Identifiers are pretty important things when you care about curation and citation, and they’ll be pretty important for metafor too.

At the beginning of the NDG project we came up with an identifier schema, which said that all NDG identifiers would look like this idowner__schema__localID e.g. badc.nerc.ac.uk__DIF__xyz123 where the idowner governed the uniqueness of the localID. If we unpack that a bit, we are asserting that there is an object in the real world which the badc has labeled with local identifier xyz123 and we’re describing it with a DIF format object. In practice, the object is always an aggregation, so in ORE terms, there is a resource map which has the above ID.

Sam would argue that we blundered by doing that, he thinks the “real identifier” of the underlying object could be thought of as badc.nerc.ac.uk__xyz123, and we might be better using a restful convention, so that we wrote it as badc.nerc.ac.uk__xyz123.DIF. One of the reasons for his argument is that over time (curation), the format of our description of xyz123 will disappear: for example, we know that we are going to replace DIF with ISO (note that we have lots of other format descriptions of objects as well). This matters, because we now have to consider how we are persisting things, and how are we citing them. I would argue that the semantics are the same even if the syntax has changed, but I concede the semantics are more obvious in his version, so it’s not too late to change, in particular, I suspect it’s more obvious that badc.nerc.ac.uk__xyz123.atom and badc.nerc.ac.uk__xyz.DIF are two views (resource maps) of the same object (aggregation).

Either way, if we take the persistence issue firstly: once we bed this identifier scheme down, we’re stuck with it, so what do we do when we retire the DIF format view of the resource? Well, I would argue that we should issue an HTTP 301 (Moved Permanently) redirect to the ISO view. This means we can never retire the IRI which includes the DIF, but we can retire the actual document. Note that this is independent of the two versions of the syntax above.

Secondly, what about citation? Well that’s an interesting issue (obviously). You might recall (yeah, unlikely I know), that we came up with a citation syntax that looks like this:

Lawrence, B.N. (1990): My Radar Data, [http://featuretype.registry/verticalProfile anotherID]. British Atmospheric Data Centre [Available from http://badc.nerc.ac.uk/data/mst/v3/ URN:badc.nerc.ac.uk/localID]

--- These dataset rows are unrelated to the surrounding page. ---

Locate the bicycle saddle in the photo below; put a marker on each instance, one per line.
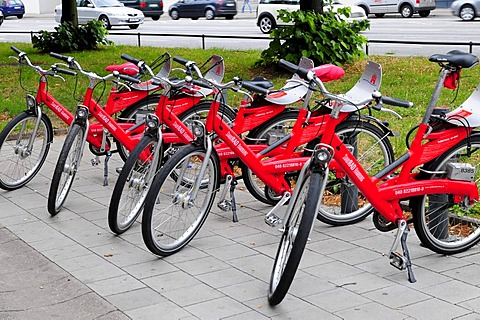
(457, 58)
(260, 82)
(126, 68)
(328, 72)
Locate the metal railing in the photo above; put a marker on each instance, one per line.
(203, 38)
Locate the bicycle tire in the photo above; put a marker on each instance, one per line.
(299, 223)
(279, 125)
(130, 190)
(342, 203)
(128, 115)
(167, 201)
(16, 167)
(67, 166)
(440, 224)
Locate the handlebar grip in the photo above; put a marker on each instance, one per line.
(199, 83)
(397, 102)
(17, 51)
(64, 71)
(255, 88)
(180, 60)
(130, 79)
(293, 68)
(61, 57)
(131, 59)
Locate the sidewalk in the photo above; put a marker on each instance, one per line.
(71, 267)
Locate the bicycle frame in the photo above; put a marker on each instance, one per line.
(384, 191)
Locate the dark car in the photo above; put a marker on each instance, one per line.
(150, 8)
(203, 8)
(12, 8)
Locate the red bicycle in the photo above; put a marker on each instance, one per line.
(25, 140)
(438, 178)
(126, 134)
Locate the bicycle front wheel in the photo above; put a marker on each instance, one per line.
(342, 203)
(20, 162)
(132, 185)
(66, 169)
(298, 224)
(443, 224)
(174, 210)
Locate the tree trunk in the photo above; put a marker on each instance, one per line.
(69, 12)
(311, 5)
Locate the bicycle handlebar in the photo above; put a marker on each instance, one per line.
(17, 51)
(293, 68)
(253, 87)
(396, 102)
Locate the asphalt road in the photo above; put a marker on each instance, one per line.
(440, 26)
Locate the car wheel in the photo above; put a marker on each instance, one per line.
(105, 22)
(365, 9)
(467, 13)
(209, 14)
(424, 13)
(266, 24)
(174, 15)
(406, 11)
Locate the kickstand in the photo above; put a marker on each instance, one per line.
(233, 184)
(105, 169)
(406, 254)
(402, 262)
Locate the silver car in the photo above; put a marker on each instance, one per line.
(109, 12)
(466, 9)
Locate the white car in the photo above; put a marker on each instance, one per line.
(109, 12)
(267, 12)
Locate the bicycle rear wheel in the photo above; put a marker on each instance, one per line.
(132, 185)
(442, 224)
(172, 217)
(299, 223)
(342, 203)
(66, 169)
(18, 163)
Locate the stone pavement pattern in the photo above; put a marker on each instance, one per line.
(71, 267)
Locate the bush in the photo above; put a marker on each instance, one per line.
(324, 38)
(67, 38)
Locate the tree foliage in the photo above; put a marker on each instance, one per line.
(324, 38)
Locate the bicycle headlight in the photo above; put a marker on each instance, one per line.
(322, 155)
(198, 130)
(82, 113)
(31, 102)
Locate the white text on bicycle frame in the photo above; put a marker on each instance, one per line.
(353, 167)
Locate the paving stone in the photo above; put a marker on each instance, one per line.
(434, 309)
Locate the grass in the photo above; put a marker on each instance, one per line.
(411, 78)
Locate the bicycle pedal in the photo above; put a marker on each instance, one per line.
(272, 220)
(398, 261)
(225, 205)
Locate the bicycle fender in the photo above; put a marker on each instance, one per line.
(379, 124)
(48, 122)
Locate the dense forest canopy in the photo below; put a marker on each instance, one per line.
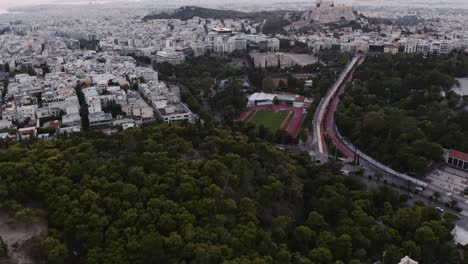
(401, 110)
(192, 194)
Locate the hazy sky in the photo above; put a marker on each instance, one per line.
(12, 3)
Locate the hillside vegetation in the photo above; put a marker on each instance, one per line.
(401, 109)
(189, 194)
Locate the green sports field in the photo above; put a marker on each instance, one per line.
(269, 119)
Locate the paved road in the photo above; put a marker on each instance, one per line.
(324, 125)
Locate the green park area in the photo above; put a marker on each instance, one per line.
(270, 119)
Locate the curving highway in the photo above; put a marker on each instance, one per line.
(324, 125)
(318, 123)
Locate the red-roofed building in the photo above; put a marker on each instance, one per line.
(458, 159)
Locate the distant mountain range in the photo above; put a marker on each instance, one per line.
(188, 12)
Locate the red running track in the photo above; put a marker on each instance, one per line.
(294, 125)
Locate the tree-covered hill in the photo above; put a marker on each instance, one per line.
(401, 111)
(188, 194)
(188, 12)
(271, 21)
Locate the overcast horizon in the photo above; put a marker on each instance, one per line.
(5, 4)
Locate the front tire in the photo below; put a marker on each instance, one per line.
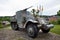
(45, 31)
(14, 26)
(32, 30)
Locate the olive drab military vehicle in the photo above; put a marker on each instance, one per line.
(24, 19)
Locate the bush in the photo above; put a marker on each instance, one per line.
(58, 21)
(55, 22)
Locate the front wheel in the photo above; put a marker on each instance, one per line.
(14, 26)
(45, 31)
(32, 30)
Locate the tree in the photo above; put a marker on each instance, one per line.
(58, 13)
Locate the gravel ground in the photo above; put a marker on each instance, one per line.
(9, 34)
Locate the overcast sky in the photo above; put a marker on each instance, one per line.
(9, 7)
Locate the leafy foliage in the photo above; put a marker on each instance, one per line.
(58, 13)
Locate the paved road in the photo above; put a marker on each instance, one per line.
(9, 34)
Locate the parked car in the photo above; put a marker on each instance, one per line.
(24, 19)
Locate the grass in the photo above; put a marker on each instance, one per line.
(56, 29)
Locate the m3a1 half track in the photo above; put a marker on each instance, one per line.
(24, 19)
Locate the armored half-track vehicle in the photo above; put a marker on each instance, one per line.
(24, 19)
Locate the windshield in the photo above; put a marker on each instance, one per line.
(44, 21)
(30, 16)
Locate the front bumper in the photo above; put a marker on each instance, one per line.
(48, 26)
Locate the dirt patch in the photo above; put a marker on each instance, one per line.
(9, 34)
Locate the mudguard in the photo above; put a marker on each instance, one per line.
(30, 20)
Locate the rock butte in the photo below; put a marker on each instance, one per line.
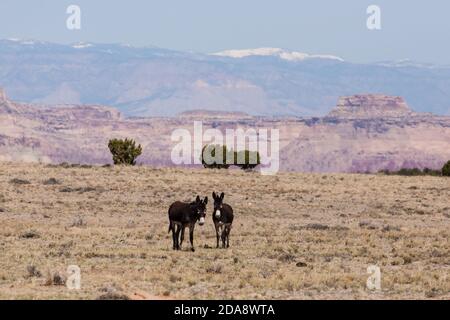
(362, 133)
(370, 106)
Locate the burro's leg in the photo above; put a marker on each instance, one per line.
(177, 236)
(174, 239)
(182, 236)
(224, 236)
(191, 236)
(216, 225)
(228, 235)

and we made the point we could use a DOI at the end of that instead. That citation identifier looks a lot like Sam’s form (funny that, Sam was sneaking his ideas in while I wasn’t looking). A legitimate question is what is the point of the URN in that citation? If the data hasn’t moved from http://badc.nerc.ac.uk/data/mst/v3/ the URN is redundant, and if it has, how do I actually use the URN? Well, I suspect we need to make the URN dereferenceable, and it should be a splash page to all the current views - which is essentially the same functionality that you get from a DOI. The only question then is what handle system one trusts enough: a DOI, an HDL, or do we trust that even if the badc changes our name, we can keep our address and use redirects? In which case we have

Lawrence, B.N. (1990): My Radar Data, [http://featuretype.registry/verticalProfile anotherID]. British Atmospheric Data Centre [Available from http://badc.nerc.ac.uk/somepath/badc.nerc.ac.uk/localID].

with or without the Available from which I reckon is redundant, and noting that http://badc.nerc.ac.uk/somepath is semantically the same as doi:. Sam’s form URI wins (it doesn’t necessarily have to, but it’s more economical, in which case the argument for using a handler for citation economy alone is given some weight).

Incidentally, James Reid pointed out in comments that the Universal Numerical Fingerprint which looks like a pretty interesting concept that might also be relevant. I’ll get back to that one day.